Le blog d'information des Médecins Généralistes de Guadeloupe

2021 janvier: Revue bibliographique du Dr BOUCAUD MAITRE

Dr Denis BOUCAUD MAITRE : Méthodologiste, et Praticien Hospitalier, à la Direction de la Recherche Clinique et de l’Innovation (DRCI) du CHU de Guadeloupe, partage avec nous sa Revue bibliographique de janvier 2021, toujours interressante!

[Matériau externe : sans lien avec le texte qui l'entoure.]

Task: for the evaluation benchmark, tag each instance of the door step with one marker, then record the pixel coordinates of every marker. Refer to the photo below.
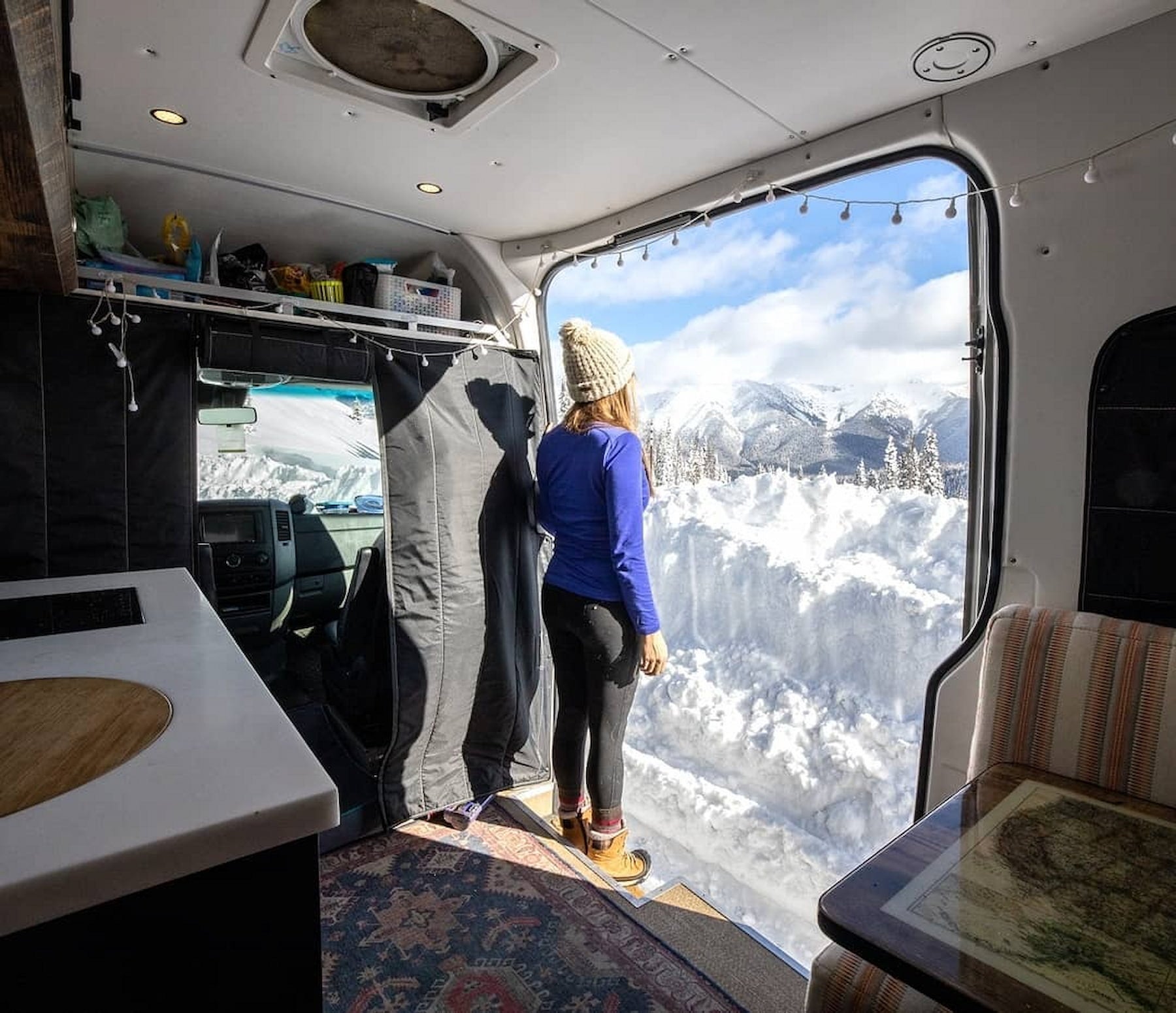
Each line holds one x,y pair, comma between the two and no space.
754,974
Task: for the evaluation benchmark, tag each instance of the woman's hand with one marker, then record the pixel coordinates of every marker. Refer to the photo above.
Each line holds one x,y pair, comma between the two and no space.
654,654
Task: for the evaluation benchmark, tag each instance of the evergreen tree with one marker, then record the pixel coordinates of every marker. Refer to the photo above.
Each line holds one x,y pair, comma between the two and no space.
911,471
890,476
933,471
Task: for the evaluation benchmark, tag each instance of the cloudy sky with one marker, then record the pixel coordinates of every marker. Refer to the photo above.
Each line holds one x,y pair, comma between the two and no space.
774,295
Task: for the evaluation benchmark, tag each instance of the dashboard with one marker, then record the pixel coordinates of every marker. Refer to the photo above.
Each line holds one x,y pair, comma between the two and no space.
254,563
274,569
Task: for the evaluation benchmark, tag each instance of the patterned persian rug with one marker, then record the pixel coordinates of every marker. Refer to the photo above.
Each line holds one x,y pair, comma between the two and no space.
429,918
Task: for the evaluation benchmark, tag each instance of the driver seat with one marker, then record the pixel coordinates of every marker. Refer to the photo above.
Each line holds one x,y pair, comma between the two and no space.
357,667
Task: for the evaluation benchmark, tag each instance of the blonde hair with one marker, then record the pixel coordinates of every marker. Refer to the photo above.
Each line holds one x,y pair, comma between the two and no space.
619,408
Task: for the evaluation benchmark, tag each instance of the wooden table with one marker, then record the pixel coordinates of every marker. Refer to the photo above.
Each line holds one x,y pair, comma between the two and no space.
1024,891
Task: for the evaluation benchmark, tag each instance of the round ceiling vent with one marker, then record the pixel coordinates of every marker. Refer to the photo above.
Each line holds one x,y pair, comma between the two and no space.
399,47
953,58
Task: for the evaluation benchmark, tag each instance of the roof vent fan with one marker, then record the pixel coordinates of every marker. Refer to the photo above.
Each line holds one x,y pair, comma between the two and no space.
953,58
441,63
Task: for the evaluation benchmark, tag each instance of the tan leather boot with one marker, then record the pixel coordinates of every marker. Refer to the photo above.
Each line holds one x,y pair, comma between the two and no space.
576,830
627,867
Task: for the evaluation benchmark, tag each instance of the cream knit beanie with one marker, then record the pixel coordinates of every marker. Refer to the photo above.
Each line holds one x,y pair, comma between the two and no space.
595,363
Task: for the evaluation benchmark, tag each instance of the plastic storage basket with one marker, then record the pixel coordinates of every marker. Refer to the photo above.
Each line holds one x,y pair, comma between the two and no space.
410,295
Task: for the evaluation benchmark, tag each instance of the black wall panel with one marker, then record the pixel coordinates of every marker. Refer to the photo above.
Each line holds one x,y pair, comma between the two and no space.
24,530
90,488
1129,539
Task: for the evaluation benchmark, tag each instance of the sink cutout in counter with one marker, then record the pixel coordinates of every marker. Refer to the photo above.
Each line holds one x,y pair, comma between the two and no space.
45,614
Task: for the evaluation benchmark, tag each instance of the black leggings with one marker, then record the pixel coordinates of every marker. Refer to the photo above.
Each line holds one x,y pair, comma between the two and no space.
594,646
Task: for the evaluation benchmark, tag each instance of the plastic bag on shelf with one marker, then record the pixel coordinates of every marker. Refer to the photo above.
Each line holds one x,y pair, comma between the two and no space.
429,267
100,225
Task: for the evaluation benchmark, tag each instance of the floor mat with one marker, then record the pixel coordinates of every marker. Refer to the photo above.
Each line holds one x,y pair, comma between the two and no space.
429,918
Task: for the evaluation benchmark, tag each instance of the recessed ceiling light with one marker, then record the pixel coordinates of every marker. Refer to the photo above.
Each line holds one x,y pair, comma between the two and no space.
170,117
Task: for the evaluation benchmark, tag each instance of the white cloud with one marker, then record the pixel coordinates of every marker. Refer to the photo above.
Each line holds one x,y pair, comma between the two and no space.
929,217
743,257
852,319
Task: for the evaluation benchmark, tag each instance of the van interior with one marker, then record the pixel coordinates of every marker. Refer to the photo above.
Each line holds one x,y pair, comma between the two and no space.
276,354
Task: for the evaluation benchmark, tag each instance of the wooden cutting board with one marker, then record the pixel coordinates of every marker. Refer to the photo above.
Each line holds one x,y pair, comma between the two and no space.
57,735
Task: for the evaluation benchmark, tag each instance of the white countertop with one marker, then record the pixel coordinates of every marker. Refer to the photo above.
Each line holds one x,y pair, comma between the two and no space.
229,776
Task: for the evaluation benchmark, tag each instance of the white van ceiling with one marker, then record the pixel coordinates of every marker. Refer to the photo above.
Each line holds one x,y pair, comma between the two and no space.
645,97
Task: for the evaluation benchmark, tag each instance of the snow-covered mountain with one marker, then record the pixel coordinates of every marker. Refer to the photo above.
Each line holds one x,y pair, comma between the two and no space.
781,745
753,425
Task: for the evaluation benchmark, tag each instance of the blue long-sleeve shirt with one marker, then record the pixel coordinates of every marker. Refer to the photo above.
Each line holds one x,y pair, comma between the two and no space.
592,493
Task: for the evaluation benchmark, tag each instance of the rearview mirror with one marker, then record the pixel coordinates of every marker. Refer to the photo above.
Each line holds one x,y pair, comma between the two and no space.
227,417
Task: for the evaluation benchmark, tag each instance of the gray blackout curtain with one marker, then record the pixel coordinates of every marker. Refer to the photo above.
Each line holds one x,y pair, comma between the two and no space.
473,711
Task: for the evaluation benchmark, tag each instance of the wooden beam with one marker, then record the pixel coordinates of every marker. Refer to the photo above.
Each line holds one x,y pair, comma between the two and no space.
37,246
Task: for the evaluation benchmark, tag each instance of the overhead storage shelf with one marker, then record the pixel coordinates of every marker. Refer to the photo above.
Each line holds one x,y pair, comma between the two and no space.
282,308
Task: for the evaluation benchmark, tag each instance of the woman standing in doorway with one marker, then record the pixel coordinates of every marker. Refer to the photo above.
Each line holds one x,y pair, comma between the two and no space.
593,488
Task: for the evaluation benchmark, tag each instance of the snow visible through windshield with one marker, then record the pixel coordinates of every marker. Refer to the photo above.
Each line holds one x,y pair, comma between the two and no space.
319,441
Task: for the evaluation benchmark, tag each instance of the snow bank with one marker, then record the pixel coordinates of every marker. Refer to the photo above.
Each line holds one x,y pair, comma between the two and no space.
781,745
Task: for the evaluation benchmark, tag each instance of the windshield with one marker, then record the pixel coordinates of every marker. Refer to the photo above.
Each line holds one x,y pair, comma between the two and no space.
317,441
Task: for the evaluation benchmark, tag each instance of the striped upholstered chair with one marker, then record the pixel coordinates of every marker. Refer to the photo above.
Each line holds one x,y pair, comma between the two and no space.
1079,695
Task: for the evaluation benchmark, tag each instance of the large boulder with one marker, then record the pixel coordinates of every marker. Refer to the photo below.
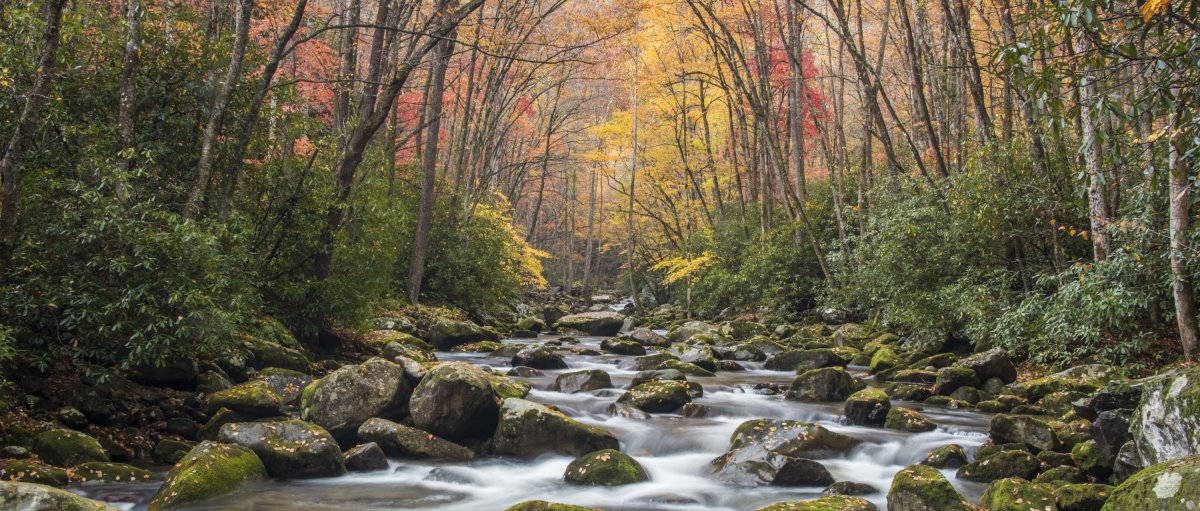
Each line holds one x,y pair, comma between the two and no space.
924,488
823,385
445,334
67,448
527,430
30,497
403,442
609,467
593,323
456,401
1171,485
208,470
288,449
347,397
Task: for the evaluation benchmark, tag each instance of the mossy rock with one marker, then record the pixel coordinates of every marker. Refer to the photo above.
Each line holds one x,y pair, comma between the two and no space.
541,505
28,470
1083,497
906,419
1001,466
924,488
609,467
30,497
67,448
833,503
210,469
1017,494
256,398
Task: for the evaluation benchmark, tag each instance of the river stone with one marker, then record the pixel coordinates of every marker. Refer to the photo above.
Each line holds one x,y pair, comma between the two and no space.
347,397
527,430
67,448
609,467
924,488
539,358
1173,485
832,503
288,449
1000,466
365,457
582,380
593,323
208,470
868,407
30,497
823,385
403,442
657,396
906,419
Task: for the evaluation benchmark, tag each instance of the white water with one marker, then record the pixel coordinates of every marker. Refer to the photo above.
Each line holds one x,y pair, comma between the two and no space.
673,450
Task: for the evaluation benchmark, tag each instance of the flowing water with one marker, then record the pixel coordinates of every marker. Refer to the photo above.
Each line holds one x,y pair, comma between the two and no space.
675,451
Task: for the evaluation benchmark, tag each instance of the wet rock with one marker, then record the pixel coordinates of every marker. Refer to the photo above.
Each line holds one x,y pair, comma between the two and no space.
868,407
527,430
347,397
455,401
366,457
539,358
906,419
1038,434
403,442
67,448
609,467
823,385
1017,494
593,323
1000,466
30,497
208,470
946,457
658,396
924,488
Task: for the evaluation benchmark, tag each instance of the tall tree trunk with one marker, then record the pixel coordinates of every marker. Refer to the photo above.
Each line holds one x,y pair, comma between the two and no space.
216,116
12,172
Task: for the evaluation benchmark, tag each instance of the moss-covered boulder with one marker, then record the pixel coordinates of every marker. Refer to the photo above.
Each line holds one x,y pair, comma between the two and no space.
1168,486
657,396
456,401
947,456
403,442
593,323
28,470
823,385
833,503
527,430
906,419
1083,497
210,469
1036,433
1001,466
582,380
609,467
868,407
67,448
288,449
253,400
1018,494
111,473
924,488
30,497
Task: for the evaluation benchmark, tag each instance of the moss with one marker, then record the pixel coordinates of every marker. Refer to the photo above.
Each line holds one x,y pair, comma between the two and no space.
67,448
1017,494
607,467
210,469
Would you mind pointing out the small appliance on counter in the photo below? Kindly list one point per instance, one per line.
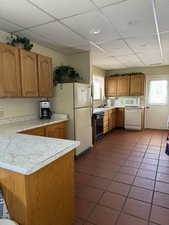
(45, 111)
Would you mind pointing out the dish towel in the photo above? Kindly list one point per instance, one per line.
(3, 208)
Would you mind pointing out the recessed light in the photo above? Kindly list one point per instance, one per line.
(95, 31)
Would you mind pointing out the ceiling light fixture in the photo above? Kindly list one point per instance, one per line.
(95, 31)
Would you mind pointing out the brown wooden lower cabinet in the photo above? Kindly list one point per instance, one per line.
(45, 197)
(57, 130)
(120, 117)
(109, 120)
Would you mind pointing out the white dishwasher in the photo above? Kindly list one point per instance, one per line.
(134, 117)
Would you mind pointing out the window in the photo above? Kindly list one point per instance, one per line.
(96, 90)
(158, 92)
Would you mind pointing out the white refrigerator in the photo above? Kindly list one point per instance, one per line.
(74, 99)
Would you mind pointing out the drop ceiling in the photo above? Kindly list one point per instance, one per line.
(119, 33)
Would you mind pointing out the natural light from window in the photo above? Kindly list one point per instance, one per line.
(158, 92)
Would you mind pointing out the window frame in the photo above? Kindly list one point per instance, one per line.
(158, 104)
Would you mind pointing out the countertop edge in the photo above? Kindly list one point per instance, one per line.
(42, 164)
(43, 125)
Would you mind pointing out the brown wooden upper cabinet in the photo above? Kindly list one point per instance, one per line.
(111, 86)
(24, 73)
(137, 85)
(29, 74)
(123, 86)
(45, 76)
(9, 71)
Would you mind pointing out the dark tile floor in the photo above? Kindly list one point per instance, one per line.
(124, 180)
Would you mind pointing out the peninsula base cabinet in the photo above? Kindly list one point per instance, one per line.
(45, 197)
(57, 130)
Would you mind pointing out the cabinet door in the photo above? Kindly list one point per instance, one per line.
(110, 120)
(56, 130)
(9, 71)
(29, 74)
(120, 117)
(37, 131)
(123, 86)
(137, 85)
(113, 118)
(45, 76)
(111, 86)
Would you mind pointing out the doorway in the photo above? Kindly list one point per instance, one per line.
(157, 102)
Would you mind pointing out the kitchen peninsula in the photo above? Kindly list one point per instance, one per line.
(37, 175)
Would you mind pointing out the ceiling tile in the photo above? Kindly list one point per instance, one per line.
(143, 44)
(130, 60)
(116, 48)
(163, 15)
(132, 17)
(64, 8)
(165, 46)
(59, 34)
(89, 23)
(22, 13)
(41, 40)
(151, 59)
(7, 26)
(101, 3)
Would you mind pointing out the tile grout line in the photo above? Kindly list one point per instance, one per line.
(149, 220)
(127, 197)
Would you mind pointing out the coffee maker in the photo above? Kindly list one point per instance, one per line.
(45, 111)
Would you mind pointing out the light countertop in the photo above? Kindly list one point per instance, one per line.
(26, 154)
(96, 110)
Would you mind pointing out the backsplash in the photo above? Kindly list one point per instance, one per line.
(122, 101)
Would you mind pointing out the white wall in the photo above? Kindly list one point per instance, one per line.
(82, 64)
(23, 106)
(99, 74)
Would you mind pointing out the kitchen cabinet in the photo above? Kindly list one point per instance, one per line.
(10, 85)
(106, 122)
(137, 85)
(111, 86)
(29, 74)
(57, 130)
(45, 197)
(120, 117)
(123, 85)
(45, 76)
(24, 73)
(109, 120)
(113, 118)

1. Celui dont on ne doit pas prononcer le nom
Il y a tellement d’articles intéressants sur la COVID en ce moment sur l’épidémiologie, les variants ou les traitements qu’il est difficile d’en sélectionner quelques-uns.

1.a. Le temps long du COVID (Lancet)
Une étude chinoise a étudié le devenir de 1733 patients atteints de la COVID (âge moyen : 57 ans). Six mois plus tard, 76% des patients déclaraient encore au moins un symptôme : fatigue ou faiblesse musculaire (63%), insomnies (26%), chutes de cheveux (22%), douleur thoracique (9%), dépression ou anxiété (23%). Et plus de 50% des patients présentaient des anomalies résiduelles à l’imagerie thoracique.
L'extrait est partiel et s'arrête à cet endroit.